Prenant appui sur cette progression, la filière souhaite que 50% des œufs vendus aux ménages ne soient plus pondus par des poules vivant plus en cage d’ici 2022. Il s’agit de modifier le système d’élevage et de production pour 10 millions de poules en cinq ans sur un effectif total de plus de 42 millions. Ces 42 millions de pondeuses produisent plus de 14 milliards d’œufs par an, couvrant ainsi la consommation française à hauteur de 101%. Au sein de l’Union européenne, la France occupe la première place dans la production d’œufs de poule devant l’Italie avec 13,2 milliards d’œufs  et l’Allemagne avec 13 milliards.

Les vents d’œufs bios en progression

En 1996, seulement 6,3%  des œufs étaient produits en France hors des cages contre 32%  en 2015. Passer à 50% d’ici 2022 nécessite d’investir 100 millions d’euros par an  sur cinq ans et de pouvoir vendre les œufs un peu plus cher afin de couvrir des coûts de productions plus élevés. C’est à ce prix que l’on fera progresser le bien-être animal.
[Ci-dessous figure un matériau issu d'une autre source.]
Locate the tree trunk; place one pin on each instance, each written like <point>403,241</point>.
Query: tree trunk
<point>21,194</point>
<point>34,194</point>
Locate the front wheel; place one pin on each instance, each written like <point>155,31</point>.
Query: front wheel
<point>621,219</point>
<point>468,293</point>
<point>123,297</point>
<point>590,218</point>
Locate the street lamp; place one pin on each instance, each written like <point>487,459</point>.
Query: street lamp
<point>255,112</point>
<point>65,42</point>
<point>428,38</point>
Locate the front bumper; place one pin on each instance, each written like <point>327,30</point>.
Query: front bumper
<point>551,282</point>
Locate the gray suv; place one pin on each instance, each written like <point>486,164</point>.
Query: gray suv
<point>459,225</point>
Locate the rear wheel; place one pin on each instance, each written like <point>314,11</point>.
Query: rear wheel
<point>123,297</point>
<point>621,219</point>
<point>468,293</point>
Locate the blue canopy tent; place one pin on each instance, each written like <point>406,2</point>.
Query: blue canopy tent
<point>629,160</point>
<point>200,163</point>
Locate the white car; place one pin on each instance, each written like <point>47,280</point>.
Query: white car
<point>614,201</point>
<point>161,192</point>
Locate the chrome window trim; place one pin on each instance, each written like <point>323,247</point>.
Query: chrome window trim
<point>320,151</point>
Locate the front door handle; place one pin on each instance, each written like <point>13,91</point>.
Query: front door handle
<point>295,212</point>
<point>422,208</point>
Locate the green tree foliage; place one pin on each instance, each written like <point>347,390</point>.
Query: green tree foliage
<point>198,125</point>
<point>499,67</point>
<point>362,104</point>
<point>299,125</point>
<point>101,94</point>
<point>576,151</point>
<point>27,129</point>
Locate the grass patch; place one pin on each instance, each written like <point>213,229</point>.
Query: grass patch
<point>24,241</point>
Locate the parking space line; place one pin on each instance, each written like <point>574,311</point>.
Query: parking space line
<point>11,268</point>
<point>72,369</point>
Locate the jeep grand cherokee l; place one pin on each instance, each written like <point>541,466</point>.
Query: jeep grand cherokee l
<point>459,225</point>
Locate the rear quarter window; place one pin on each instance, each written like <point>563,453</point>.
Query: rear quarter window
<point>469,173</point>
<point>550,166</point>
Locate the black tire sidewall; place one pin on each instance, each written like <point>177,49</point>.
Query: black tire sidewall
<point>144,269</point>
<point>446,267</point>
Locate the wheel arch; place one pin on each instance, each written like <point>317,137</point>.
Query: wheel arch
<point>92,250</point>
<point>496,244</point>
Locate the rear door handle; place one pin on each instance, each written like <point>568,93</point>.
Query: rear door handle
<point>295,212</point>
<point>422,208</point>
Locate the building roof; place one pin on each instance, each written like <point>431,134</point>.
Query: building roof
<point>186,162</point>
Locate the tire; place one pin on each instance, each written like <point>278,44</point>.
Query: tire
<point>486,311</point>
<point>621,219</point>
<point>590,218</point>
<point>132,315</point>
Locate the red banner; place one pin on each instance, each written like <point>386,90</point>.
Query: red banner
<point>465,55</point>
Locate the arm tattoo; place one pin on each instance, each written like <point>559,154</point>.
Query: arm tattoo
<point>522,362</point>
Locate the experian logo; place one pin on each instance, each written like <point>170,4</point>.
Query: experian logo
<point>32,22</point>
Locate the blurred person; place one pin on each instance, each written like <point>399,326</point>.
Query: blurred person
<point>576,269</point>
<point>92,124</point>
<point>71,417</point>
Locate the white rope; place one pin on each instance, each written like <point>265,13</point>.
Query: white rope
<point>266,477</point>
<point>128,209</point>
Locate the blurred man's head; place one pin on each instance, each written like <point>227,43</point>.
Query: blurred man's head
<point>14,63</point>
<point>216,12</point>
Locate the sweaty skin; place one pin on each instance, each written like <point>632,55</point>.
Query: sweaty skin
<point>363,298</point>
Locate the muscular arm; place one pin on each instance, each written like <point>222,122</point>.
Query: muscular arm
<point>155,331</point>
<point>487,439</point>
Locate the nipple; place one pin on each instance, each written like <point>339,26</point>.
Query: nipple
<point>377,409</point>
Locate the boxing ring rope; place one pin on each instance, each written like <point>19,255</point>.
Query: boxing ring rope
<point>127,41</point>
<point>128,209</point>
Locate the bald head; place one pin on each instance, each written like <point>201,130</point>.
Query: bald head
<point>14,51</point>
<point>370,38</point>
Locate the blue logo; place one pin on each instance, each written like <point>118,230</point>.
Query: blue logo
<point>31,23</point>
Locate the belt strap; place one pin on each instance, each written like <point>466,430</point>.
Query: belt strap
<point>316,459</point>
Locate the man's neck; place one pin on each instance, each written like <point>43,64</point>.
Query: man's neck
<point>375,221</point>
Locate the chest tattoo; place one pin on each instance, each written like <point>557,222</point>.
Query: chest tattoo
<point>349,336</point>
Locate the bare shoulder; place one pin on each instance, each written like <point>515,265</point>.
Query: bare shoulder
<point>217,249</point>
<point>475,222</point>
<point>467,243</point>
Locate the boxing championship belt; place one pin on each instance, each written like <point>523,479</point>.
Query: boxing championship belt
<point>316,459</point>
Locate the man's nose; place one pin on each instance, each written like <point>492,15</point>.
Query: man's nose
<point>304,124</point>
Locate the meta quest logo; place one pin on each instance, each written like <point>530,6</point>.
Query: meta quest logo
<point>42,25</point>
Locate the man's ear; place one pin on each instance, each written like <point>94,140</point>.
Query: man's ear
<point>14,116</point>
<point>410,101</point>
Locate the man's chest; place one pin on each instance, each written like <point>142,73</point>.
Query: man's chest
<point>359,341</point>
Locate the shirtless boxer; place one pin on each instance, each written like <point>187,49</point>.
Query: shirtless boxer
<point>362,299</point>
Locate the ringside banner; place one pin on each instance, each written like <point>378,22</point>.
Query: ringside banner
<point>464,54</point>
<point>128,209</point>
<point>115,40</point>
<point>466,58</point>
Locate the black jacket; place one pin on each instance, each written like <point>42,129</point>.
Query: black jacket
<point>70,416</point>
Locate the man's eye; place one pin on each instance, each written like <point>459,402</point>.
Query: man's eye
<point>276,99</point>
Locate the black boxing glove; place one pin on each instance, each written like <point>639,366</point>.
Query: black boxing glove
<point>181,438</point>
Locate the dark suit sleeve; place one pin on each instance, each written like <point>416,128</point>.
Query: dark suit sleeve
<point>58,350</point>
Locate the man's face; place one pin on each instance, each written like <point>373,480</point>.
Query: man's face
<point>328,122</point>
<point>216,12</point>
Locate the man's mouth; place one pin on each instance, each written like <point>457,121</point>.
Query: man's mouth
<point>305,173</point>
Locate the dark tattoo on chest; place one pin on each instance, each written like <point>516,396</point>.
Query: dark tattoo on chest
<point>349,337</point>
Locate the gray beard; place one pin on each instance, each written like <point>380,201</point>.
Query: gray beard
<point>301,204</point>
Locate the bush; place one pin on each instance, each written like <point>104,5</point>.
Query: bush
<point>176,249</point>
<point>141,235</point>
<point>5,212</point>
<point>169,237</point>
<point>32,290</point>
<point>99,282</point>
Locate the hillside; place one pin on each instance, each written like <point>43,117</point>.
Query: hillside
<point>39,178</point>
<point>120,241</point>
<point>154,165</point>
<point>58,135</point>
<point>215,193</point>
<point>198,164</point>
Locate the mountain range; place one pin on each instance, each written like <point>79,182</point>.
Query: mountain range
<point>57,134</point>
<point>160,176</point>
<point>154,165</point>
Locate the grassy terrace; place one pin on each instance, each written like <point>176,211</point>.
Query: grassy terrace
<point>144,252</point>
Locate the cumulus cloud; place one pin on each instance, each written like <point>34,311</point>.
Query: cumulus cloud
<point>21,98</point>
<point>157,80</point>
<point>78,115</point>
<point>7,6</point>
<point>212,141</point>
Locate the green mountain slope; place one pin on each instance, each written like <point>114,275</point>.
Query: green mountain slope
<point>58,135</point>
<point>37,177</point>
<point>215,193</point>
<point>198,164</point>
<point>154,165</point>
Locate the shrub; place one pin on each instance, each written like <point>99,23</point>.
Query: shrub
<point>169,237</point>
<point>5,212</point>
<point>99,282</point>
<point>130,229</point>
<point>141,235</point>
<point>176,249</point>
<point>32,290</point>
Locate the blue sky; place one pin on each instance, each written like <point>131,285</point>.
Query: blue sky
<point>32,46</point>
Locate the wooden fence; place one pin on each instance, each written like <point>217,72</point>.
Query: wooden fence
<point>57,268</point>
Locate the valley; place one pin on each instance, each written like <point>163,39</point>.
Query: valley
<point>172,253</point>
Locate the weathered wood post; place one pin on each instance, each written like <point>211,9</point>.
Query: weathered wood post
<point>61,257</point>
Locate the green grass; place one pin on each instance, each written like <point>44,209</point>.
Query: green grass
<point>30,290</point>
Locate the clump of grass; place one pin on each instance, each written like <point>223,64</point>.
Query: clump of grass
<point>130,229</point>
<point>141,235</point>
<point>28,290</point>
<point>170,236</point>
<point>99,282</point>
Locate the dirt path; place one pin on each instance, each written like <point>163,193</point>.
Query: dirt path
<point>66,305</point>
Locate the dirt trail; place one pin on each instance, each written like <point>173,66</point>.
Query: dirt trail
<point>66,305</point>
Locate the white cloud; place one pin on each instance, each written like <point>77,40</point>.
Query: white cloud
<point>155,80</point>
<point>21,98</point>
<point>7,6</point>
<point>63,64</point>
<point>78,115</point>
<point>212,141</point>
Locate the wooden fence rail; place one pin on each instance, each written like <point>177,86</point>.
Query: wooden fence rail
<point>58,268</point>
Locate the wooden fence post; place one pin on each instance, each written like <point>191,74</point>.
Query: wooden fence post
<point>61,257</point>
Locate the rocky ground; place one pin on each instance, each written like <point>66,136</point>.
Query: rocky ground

Si les consommateurs disent à travers les sondages qu’ils sont prêts à mettre 10 centimes de plus dans une barquette de six oeufs, les distributeurs sont beaucoup plus réticents au moment des négociations annuelles sur les prix qui permettent aux fournisseurs d’être référencés pour douze mois dans les magasins des grandes enseignes.

Notons enfin que les ventes d’œufs bios ont progressé de 12, 9% sur un an et les œufs de plein air (hors label rouge) de 9,1% sur la même période. Doit-on en conclure qu’il sera possible de dire aux négociateurs des centrales d’achat « d’aller se faire cuire un œuf » s’ils ne veulent pas mettre dans la douzaine d’œufs le prix du bien-être animal ? Il est trop tôt pour le dire aujourd’hui. Mais pas trop tard  pour évoquer l’origine de la formule à l’attention des jeunes générations.

Jadis, la cuisine était le domaine réservé de la femme qui travaillait rarement  à l’extérieur. Le mari critiquait parfois ce qu’elle avait préparé pour le repas. En pareil cas, il arrivait que l’épouse conseille au mari de se faire cuire un œuf, vu que cela ne nécessite guère de disposer d’un savoir culinaire. Pour la femme, c’était aussi une manière de demander à l’homme de la laisser en paix.